Defendant was tried and convicted of failing to report that he had run his automobile over a child on a bicycle, causing the child serious injuries (Code Ann. 68-1623, 68-9926); and he now appeals from the order overruling his motion for new trial, enumerating that ruling as error. Held:
1. (a) Defendant complains in special ground 1 of the motion for new trial that the trial court erred in overruling his motion to strike the testimony of the state's witness, Craig Mallory. The ground of the motion to strike was that "his testimony shows that it is tainted with duress and coercion and fear on his part," which was based upon Mallory's testimony on cross examination that a deputy sheriff hit him on the night in question. However, as the trial court correctly ruled, the fact that the witness may have been hit by the police that night did not necessarily mean that he was under coercion at the time of trial, some seven months later. The witness testified that the concealment of his knowledge of the affair was "bothering" him and "getting on [his] nerves," prompting him to testify as he did, and that approximately a week after the incident when he made a statement to the police he was not afraid. Contrary to the assertion made in support of the motion to strike, the testimony of the witness at trial did not show that it was made out of fear. This was not a motion addressed to a coerced confession or prior statement given under duress but was one made at trial to testimony adduced at trial.
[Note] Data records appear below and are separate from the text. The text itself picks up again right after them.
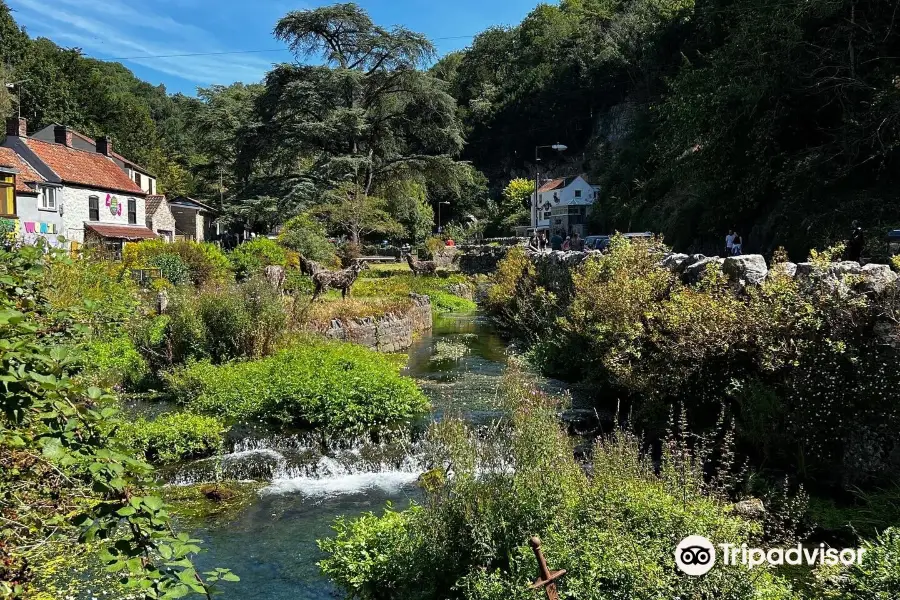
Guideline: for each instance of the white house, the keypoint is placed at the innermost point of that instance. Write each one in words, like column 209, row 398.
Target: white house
column 562, row 205
column 142, row 177
column 80, row 194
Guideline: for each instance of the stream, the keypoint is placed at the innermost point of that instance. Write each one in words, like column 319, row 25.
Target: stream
column 271, row 544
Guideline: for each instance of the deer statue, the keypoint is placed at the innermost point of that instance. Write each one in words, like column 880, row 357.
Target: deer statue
column 325, row 280
column 421, row 267
column 309, row 267
column 275, row 277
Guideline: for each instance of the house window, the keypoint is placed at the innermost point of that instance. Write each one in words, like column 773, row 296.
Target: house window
column 94, row 208
column 7, row 195
column 48, row 198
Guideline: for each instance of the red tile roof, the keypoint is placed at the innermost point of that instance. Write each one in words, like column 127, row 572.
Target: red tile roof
column 114, row 154
column 84, row 168
column 125, row 232
column 153, row 204
column 8, row 158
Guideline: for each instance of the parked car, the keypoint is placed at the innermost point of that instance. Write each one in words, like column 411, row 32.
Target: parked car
column 596, row 242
Under the circumstances here, the credibility of this witness was a matter to be determined by the jury under proper instructions from the court. Code 38-1805. Special ground 1 is without merit.
(b) The court adequately charged the jury with respect to the credibility of the witnesses, there was no request to charge further on this subject, and special ground 6, complaining of the failure to charge further, is without merit.
2. There is ample evidence to support the verdict, and the general grounds of the motion for new trial are without merit. Chatman v. State, 8 Ga. App. 842 (1) (70 SE 188); Widener v. State, 9 Ga. App. 302 (70 SE 1119).
3. Defendant urges in special ground 8 "that the record in this case shows bias and prejudice by the state in the prosecution of this case, and that the state used unfair tactics to such an extent that the defendant was denied a fair trial and due process of law." We find no merit in this ground.
4. Special grounds 2, 5, and 7 seek to raise questions for the first time in the motion for new trial, and an attack upon the accusation is made for the first time in this court. "We have held in the past and so hold now that a party cannot sit idly by and ignore what appears to him to be an injustice, in the hope of a favorable verdict, and then complain when these hopes are denied him by an unfavorable one." Strozier v. State, 231 Ga. 140
, 141 (1) (200 SE2d 762
5. Special grounds 3 and 4 attack the following charge: "Alibi as a defense should be established to the reasonable satisfaction of the jury, but not necessarily beyond a reasonable doubt." While this charge is verbatim with the one approved in Young v. State, 225 Ga. 255
, 256 (3) (167 SE2d 586
), the Supreme Court has recently reversed its position and held the following charge to be constitutionally infirm and erroneous: "Alibi as a defense should be established to the reasonable satisfaction of the jury, and not beyond a reasonable doubt." Patterson v. State, 233 Ga. ---- (Decided Feb. 5, 1975.). In that case the error was not held to be reversible because defense counsel had requested the erroneous charge. That situation does not obtain here, however, and under the authority of Patterson, which cites with approval Parham v. State, 120 Ga. App. 723 (171 SE2d 911)
, which cited Young with disapproval, we hold the giving of this charge was reversible error requiring the grant of a new trial.